McGill.CA / Science / Department of Physics

Joint Astrophysics Colloquium

VERITAS - The choice of the Next Generation

Jojo Boyle

Enrico Fermi Institute
University of Chicago

The Universe is home to numerous exotic and beautiful phenomena, some of which can generate almost inconceivable amounts of energy. Supermassive black holes, merging neutron stars, streams of hot gas moving close to the speed of light ... these are but a few of the marvels that generate gamma-ray radiation, the most energetic form of radiation, hundreds of billions of times more energetic than the type of light visible to our eyes. What is happening to produce this much energy? What happens to the surrounding environment near these phenomena? How will studying these energetic objects add to our understanding of the very nature of the Universe and how it behaves?

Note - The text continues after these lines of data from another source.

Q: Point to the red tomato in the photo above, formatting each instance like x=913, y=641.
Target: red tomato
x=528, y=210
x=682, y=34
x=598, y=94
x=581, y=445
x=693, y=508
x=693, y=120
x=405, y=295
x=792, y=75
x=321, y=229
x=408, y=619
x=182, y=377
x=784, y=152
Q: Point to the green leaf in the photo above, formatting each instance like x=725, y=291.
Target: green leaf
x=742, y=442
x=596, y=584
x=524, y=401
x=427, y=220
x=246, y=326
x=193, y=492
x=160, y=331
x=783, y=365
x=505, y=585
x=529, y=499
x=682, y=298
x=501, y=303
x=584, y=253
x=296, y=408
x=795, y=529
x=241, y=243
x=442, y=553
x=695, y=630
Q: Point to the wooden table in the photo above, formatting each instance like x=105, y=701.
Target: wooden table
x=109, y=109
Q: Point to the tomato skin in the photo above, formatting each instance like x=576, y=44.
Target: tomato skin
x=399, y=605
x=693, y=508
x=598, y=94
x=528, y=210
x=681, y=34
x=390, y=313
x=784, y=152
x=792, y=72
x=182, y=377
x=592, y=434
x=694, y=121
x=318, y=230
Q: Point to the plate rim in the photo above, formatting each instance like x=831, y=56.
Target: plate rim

Very Energetic Radiation Imaging Telescope Array System (VERITAS) will open this high-energy world to exploration and help us to answer these questions. With VERITAS, astronomers will at long last have a superior tool to study how black holes, notorious for pulling matter in, can accelerate jets of gas outward at fantastic speeds. Physicists will be able to study subatomic particles at energies far greater than those seen in ground-based particle accelerators. And cosmologists will gain valuable information about the birth and early evolution of the Universe.

VERITAS will consist of an array of seven ground based Imaging Atmospheric Telescopes which will be deployed such that they will permit the maximum versatility and will give the highest sensitivity in the 50 GeV - 50 TeV band (with maximum sensitivity from 100 GeV to 10 TeV). The new telescope design will be based on the design of the existing 10m gamma-ray telescope of the Whipple Observatory.

The first telescope is expected to see first light in early 2003 with the full array of seven telescopes scheduled for completion in late 2005.